You would be better off trying to re-sell the items on eBay, Craigslist, a second hand store, or consignment store 'after' you've polished them to fetch a higher price. (10/27/2008)
Silver tarnish is a coating of silver sulfide on the surface of the piece. If you use a silver polish, or toothpaste, or a baking soda paste, you are rubbing a bit of the silver off each time.
When you use the hot water and aluminum method, you are creating a chemical reaction that transfers the sulfur from the silver to the aluminum, which is why the aluminum looks dark when you have finished the process. The aluminum is now "tarnished", as it were. The salt or baking soda, or combination of these, in the water as well as heating the water just speeds up the chemical reaction. You can also use Calgon. I suppose you could use caustic soda, but it is corrosive to your skin, so there is no point in doing so. Some sources also suggest vinegar. What you are doing by adding the substance, whatever it is, to the water, is producing an electrolyte which enhances the chemical reaction. Sometimes you also get a bit of a rotten egg smell, which is some of the sulfur escaping as a gas, hydrogen sulfide. Not enough of this is produced to be harmful in your kitchen. Open a window. It is just stinky.

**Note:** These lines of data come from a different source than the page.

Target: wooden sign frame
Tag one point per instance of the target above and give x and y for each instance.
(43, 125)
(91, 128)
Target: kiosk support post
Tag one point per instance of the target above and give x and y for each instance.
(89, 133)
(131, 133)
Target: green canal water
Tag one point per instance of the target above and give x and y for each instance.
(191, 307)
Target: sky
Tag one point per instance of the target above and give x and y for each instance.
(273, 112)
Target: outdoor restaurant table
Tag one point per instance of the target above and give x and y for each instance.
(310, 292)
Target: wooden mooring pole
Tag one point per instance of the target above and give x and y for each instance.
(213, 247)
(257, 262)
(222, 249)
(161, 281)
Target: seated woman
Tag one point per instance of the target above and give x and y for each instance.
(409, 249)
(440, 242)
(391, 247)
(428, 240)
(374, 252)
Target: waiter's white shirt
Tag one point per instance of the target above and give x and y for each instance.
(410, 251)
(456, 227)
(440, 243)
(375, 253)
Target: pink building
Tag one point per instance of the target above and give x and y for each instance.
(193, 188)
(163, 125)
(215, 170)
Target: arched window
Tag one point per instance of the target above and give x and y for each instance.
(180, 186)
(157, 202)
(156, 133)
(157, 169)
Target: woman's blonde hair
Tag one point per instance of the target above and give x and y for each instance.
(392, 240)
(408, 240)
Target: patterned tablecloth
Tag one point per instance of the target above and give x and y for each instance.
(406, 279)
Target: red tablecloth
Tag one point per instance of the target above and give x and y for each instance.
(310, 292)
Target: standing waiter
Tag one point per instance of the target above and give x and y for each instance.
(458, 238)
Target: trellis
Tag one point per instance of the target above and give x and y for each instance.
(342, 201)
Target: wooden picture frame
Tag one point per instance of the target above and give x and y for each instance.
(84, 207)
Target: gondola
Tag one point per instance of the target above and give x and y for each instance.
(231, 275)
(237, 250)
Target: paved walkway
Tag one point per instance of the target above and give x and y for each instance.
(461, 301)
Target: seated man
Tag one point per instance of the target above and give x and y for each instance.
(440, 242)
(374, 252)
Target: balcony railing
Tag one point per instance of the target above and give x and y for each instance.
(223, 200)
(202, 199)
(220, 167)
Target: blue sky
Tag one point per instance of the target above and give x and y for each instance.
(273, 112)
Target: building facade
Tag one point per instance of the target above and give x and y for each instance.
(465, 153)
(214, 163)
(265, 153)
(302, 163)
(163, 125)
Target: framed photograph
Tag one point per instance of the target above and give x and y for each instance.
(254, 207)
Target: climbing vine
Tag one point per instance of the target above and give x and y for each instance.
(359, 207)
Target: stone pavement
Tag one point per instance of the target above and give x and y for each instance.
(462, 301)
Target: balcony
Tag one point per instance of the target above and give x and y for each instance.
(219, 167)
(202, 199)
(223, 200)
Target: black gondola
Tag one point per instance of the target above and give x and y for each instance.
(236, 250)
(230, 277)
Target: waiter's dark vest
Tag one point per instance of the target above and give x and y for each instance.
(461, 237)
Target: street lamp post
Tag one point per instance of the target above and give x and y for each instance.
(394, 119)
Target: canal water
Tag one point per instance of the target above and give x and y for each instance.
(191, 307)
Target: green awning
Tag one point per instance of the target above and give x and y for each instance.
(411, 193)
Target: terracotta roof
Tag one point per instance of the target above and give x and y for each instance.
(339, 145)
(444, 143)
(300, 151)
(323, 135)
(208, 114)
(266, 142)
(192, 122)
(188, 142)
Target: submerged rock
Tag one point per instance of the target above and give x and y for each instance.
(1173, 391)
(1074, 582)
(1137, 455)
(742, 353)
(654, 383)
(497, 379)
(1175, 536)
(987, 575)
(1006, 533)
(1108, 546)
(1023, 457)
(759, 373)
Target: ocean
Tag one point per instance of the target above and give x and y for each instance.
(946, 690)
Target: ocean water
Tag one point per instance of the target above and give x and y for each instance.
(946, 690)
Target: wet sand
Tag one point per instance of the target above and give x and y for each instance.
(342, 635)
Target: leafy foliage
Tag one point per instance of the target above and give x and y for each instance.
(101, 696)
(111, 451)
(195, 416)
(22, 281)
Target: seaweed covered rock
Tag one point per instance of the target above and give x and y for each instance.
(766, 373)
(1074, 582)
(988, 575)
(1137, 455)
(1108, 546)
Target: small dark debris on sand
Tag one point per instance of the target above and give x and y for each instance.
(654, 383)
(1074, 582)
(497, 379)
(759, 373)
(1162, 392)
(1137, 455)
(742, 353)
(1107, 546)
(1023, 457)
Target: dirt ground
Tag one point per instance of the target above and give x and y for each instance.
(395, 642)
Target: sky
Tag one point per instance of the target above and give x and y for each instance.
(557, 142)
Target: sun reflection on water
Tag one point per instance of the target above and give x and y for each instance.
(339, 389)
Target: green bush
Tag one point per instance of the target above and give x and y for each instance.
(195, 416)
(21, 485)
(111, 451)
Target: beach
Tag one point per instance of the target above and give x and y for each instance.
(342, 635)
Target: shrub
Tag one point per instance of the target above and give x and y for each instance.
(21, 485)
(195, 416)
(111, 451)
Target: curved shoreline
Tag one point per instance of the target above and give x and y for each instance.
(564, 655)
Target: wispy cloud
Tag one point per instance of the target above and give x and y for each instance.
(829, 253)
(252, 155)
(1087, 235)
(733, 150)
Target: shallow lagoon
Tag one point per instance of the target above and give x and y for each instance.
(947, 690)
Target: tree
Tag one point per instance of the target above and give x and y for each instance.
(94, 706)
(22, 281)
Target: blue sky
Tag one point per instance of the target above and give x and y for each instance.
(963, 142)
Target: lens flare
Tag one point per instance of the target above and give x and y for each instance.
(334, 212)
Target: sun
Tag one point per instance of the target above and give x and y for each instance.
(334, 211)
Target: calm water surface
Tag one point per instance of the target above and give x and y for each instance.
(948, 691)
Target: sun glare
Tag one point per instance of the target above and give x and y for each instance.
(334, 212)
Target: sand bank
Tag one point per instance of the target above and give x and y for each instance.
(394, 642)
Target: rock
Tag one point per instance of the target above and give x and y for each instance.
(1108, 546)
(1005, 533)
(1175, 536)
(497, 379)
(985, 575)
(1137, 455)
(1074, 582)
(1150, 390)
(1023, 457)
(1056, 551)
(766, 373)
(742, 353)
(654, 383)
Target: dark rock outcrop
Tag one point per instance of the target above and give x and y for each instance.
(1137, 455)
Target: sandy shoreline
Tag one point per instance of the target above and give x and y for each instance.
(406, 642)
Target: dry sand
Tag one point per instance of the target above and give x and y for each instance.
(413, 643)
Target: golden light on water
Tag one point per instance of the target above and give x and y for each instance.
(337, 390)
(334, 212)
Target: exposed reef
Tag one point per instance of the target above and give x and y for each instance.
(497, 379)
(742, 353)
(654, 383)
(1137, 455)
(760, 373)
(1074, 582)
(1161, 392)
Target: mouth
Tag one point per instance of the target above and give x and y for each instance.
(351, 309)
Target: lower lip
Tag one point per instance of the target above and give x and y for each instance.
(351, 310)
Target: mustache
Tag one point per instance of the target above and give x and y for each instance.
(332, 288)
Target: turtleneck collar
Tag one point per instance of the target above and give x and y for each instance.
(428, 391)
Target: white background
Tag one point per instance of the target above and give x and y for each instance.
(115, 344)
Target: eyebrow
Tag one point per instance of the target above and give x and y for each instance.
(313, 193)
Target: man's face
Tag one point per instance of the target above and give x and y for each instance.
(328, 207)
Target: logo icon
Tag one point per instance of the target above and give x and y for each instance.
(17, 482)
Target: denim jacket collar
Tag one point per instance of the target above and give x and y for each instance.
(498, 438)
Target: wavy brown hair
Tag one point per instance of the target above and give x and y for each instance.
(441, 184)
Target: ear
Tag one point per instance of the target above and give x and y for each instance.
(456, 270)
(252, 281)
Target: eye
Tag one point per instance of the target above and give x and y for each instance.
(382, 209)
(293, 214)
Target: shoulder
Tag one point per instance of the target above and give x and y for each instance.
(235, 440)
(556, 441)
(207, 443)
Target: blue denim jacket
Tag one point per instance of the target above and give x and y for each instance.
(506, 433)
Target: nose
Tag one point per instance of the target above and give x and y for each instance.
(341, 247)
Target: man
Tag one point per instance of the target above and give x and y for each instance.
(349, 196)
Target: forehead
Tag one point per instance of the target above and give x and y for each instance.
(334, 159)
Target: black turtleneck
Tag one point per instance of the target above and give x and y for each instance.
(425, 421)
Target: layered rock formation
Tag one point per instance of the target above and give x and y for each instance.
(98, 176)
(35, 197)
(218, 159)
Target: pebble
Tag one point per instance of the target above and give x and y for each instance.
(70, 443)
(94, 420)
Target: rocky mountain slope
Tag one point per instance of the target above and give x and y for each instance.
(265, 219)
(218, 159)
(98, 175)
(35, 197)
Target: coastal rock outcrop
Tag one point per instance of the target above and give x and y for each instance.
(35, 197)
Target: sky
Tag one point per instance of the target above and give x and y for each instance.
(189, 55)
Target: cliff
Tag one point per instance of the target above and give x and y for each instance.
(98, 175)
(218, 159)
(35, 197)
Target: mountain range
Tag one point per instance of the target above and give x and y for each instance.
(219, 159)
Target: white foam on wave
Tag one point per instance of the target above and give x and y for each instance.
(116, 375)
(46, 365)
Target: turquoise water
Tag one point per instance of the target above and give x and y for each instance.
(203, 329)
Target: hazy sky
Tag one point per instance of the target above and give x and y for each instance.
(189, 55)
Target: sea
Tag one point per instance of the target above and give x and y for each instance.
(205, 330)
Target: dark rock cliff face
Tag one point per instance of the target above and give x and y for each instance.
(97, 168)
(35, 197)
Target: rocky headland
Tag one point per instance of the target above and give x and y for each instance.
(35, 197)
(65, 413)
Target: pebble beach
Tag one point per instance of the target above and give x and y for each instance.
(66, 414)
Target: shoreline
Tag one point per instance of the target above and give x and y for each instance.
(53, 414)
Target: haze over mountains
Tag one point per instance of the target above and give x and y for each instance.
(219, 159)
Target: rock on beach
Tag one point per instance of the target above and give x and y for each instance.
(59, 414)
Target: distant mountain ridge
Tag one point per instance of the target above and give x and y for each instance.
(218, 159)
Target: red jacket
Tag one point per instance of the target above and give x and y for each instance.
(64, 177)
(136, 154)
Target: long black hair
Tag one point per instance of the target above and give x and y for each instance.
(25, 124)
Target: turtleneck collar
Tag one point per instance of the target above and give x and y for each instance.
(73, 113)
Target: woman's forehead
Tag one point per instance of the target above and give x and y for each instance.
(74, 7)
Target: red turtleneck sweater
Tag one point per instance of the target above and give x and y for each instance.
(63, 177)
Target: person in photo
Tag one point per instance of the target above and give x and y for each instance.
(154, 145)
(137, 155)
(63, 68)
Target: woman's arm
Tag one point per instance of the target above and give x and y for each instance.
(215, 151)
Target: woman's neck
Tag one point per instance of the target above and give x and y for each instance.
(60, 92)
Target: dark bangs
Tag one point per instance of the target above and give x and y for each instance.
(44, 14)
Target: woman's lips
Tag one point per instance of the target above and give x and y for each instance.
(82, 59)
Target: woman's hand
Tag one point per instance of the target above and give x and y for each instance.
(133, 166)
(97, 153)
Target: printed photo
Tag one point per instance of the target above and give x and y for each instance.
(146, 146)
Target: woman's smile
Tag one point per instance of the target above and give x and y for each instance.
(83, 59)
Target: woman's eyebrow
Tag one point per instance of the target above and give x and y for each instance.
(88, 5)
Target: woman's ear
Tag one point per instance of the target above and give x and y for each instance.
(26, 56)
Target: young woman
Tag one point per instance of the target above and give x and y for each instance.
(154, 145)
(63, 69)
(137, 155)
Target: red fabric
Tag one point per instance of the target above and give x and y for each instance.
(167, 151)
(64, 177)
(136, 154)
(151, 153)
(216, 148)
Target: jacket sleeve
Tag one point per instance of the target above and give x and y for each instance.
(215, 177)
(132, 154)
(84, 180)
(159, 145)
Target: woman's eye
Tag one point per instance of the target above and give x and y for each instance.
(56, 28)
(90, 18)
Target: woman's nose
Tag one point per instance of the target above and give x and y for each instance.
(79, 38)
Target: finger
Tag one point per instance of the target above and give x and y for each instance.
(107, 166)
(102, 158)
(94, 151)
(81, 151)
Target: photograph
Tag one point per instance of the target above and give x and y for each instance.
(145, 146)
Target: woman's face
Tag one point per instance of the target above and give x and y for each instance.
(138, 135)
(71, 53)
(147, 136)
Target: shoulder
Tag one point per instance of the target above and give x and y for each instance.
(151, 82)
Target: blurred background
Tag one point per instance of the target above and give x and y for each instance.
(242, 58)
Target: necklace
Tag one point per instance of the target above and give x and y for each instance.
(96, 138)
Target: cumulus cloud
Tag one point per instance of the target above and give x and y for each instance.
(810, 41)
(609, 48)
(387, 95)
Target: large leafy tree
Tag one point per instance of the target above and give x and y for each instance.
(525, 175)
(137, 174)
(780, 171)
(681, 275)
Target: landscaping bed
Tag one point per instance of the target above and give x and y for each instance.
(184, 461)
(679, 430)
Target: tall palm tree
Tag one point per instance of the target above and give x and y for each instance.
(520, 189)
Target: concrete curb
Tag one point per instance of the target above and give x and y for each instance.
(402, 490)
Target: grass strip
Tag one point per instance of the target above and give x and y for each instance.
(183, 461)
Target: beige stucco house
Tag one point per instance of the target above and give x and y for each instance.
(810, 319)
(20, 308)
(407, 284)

In my experience, cleaning my collection of silver coffee spoons with this, some spoons cleaned up better than others. Some seemed to be slightly dull. I would polish the dull ones with a silver polish. They were not tarnished, but just didn't seem to be a shiny as the other spoons. I suspect it was the quality of the silver that made the difference. (10/27/2008)
By Louise B.
I have heard that if you put water softener in a pie pan lined with aluminum foil, it works. I use white king water softener. (10/27/2008)
By chris t.
Bring up the shine on silver by rubbing with a piece of rhubarb.